Dicerai Karena Ketahuan Selingkuh, Istri Ini Malah Minta Pesangon 40 Juta

Diceraikan suami gara-gara ketahuan selingkuh adalah hal normal. Yang tidak normal adalah ketika yang dicerai marah-marah dan malah minta ganti rugi puluhan juta. Seperti kelakuan Karin, 44, ini.

Bisa dikatakan Karin adalah wanita jablay yang juga tak tahu diri. Sudah ketahuan selingkuh, eh dianya tak mau rugi. Ketika diceraikan suami, ia menuntut uang Rp 40 juta.

“Aku gak sembarangan ya Mbak. Itu gantinya selama ini dia gak ngasih nafkah,” katanya, saat berada di kantor pengacara dekat Pengadilan Agama (PA) Klas 1A Surabaya, awal pekan lalu.

Keretakan hubungan pernikahan Karin sebelumnya adalah disebabkan oleh Donwori. Kalau kata Karin, entah benar entah tidak, Donwori orangnya tidak bertanggung jawab.

Donwori yang pekerjaannya sebagai sopir tak akan pulang kecuali akhir bulan. Hal itulah yang dijadikan Karin alasan untuk menggencani pria lain, dengan alasan kesepian.

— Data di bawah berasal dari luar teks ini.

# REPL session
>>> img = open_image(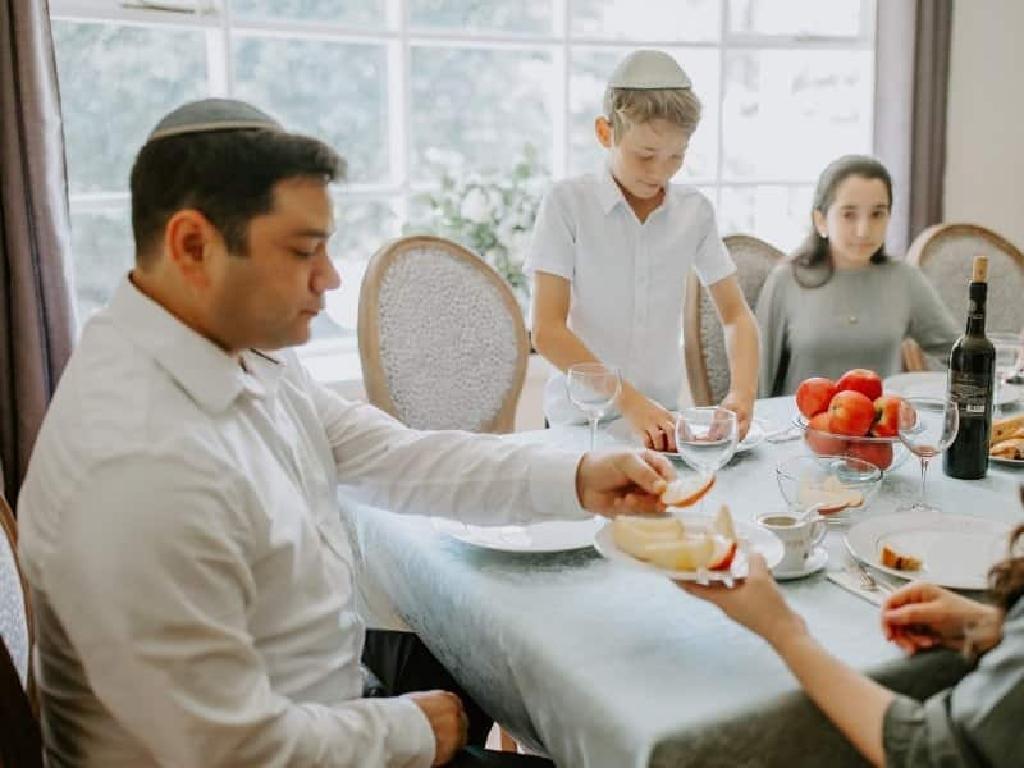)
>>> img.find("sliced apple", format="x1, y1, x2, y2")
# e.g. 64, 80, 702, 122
635, 534, 715, 570
662, 475, 715, 507
708, 536, 736, 570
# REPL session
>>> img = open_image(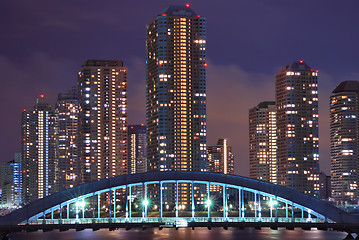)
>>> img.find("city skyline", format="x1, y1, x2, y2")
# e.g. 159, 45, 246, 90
1, 1, 358, 175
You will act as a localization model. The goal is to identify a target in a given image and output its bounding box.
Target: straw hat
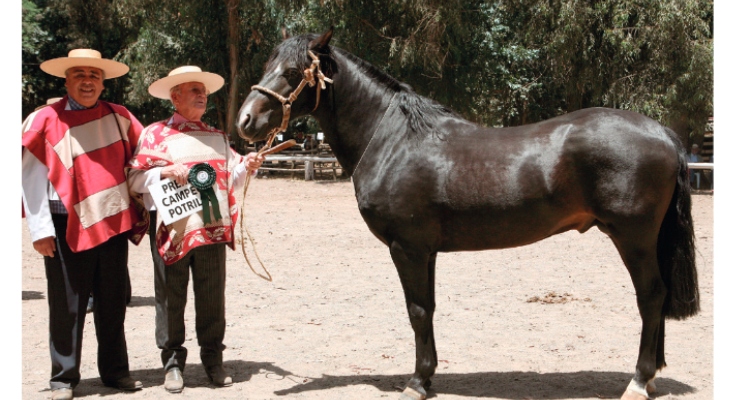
[39,49,130,79]
[34,97,62,111]
[148,65,224,100]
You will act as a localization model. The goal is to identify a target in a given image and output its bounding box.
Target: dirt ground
[21,178,714,400]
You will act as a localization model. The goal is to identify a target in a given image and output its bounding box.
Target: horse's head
[237,30,335,142]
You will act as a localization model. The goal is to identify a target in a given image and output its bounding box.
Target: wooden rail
[260,154,343,181]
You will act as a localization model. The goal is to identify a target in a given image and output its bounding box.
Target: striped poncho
[22,96,148,252]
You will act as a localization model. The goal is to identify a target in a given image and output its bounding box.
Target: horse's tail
[657,128,700,320]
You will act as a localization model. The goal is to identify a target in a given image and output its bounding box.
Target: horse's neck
[316,56,395,174]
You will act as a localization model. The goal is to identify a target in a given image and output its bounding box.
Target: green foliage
[22,0,713,144]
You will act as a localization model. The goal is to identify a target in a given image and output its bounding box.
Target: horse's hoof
[620,379,656,400]
[620,389,649,400]
[399,387,427,400]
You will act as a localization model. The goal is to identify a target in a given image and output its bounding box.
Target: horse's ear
[308,27,333,52]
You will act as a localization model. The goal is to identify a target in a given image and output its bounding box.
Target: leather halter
[245,50,333,149]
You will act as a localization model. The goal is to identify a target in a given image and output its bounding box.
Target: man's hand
[33,236,55,257]
[245,152,266,173]
[161,164,190,185]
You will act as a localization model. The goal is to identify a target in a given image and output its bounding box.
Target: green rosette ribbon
[188,163,221,224]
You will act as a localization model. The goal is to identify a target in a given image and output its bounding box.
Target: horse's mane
[333,47,460,137]
[266,34,460,141]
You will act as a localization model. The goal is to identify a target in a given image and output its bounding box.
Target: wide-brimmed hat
[148,65,224,100]
[39,49,130,79]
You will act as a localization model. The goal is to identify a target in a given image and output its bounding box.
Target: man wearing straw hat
[128,66,264,393]
[22,49,147,399]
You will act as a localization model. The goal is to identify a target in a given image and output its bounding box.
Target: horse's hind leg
[612,232,667,400]
[390,242,437,400]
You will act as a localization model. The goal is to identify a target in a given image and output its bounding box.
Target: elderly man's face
[171,82,208,121]
[65,67,104,107]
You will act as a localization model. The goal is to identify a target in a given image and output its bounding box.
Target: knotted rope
[238,50,333,282]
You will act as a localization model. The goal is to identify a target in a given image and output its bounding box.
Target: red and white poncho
[22,96,148,252]
[128,114,245,264]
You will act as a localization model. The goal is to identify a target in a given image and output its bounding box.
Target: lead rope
[240,139,297,282]
[237,50,333,282]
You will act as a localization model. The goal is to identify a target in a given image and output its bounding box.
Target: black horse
[237,31,700,399]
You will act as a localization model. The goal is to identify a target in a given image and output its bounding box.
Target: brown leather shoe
[50,388,73,400]
[164,367,185,393]
[206,365,232,386]
[104,376,143,392]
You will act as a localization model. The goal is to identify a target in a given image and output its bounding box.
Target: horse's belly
[438,210,595,252]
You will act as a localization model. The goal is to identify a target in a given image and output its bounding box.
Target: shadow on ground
[30,360,695,400]
[275,371,695,400]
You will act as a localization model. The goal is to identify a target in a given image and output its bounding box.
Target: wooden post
[305,161,315,181]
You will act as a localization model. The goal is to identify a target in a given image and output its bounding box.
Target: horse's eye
[281,69,302,80]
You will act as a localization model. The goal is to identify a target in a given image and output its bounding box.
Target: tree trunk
[224,0,240,148]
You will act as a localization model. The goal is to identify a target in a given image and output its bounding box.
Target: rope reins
[237,50,333,282]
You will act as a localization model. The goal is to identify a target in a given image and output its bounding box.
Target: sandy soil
[21,179,714,400]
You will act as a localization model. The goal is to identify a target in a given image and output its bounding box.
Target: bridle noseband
[245,50,333,149]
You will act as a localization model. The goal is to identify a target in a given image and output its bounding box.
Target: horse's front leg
[390,241,437,400]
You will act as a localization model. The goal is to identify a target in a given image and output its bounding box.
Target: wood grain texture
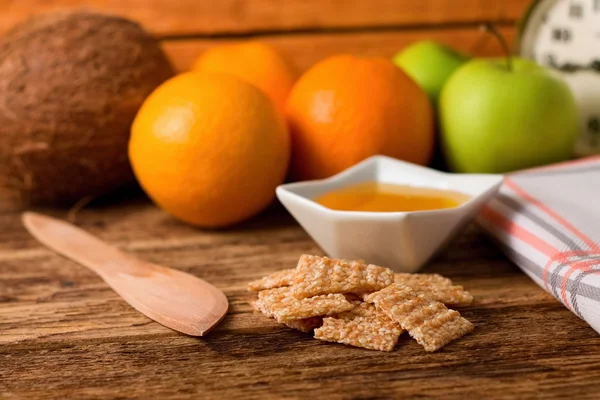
[162,27,516,71]
[0,199,600,399]
[0,0,529,36]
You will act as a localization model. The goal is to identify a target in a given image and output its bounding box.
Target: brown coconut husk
[0,11,173,209]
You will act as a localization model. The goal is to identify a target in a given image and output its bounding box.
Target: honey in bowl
[314,182,469,212]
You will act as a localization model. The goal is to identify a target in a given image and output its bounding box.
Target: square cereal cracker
[291,255,394,298]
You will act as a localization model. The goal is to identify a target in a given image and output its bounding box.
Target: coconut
[0,11,173,209]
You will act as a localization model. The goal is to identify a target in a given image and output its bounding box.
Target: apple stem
[481,22,513,71]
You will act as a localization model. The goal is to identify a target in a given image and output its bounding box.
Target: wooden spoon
[23,212,229,336]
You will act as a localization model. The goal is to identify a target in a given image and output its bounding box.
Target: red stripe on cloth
[481,206,558,257]
[542,250,589,291]
[510,156,600,175]
[560,260,600,311]
[504,178,600,251]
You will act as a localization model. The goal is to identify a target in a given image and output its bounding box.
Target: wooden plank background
[0,0,530,70]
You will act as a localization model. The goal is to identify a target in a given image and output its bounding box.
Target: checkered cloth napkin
[478,157,600,333]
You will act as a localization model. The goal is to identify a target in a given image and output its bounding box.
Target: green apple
[439,58,578,173]
[393,40,468,105]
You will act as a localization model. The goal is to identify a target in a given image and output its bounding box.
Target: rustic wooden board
[0,199,600,399]
[163,26,516,71]
[0,0,530,36]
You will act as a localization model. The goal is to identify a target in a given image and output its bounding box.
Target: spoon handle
[23,212,135,275]
[23,212,228,336]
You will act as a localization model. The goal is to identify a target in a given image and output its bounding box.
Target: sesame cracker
[291,255,394,298]
[315,317,400,351]
[366,283,473,351]
[394,274,473,306]
[248,268,295,292]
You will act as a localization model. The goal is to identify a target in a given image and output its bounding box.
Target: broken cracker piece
[248,268,295,292]
[394,273,473,306]
[366,283,473,351]
[315,317,400,351]
[291,255,394,298]
[285,317,323,333]
[403,302,474,351]
[256,287,354,323]
[365,283,433,327]
[335,302,402,335]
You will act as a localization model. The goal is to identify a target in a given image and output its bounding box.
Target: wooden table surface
[0,196,600,399]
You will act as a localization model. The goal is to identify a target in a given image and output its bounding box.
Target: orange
[286,55,434,180]
[193,42,298,112]
[129,73,290,228]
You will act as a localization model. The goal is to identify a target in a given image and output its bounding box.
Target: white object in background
[519,0,600,156]
[561,70,600,156]
[277,156,503,272]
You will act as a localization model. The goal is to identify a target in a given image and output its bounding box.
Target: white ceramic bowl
[277,156,503,272]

Akhirnya, kencanlah Karin dengan seorang laki-laki. Kenalan dari kenalannya. Namanya Donjuan. Donjuan usianya terpaut belasan tahun lebih muda ketimbang Karin.

Yah bisa dikatakan, Donjuan lebih pantas memanggil Karin dengan panggilan “tante” ketimbang “sayang”.

Karin awalnya heran, darimana Donwori tahu kalau ia ada main dengan laki-laki lain. Dia sendiri, ngakunya main aman.

Ia tak pernah mengajak Donjuan ke rumah. Pun juga chattingannya dengan sang kekasih gelap, selalu ia hapus. Ketemuan di luar pun, ia selalu mencari tempat yang aman. Tidak di keramaian.

Namun kata Karin, belakangan Donwori kerap menginterogasinya. Ia ditanya, apa ada pria idaman lain. Tak jarang Donwori bahkan menggertak.

Katanya, awas saja kalau ada PIL, tamat riwayat Karin. Meski sebenarnya takut juga, Karin mencoba bersikap woles.

“Aku curiga, kayake dia dilapori orang yang gak seneng sama aku. Tapi siapa,” lanjut Karin,  penasaran.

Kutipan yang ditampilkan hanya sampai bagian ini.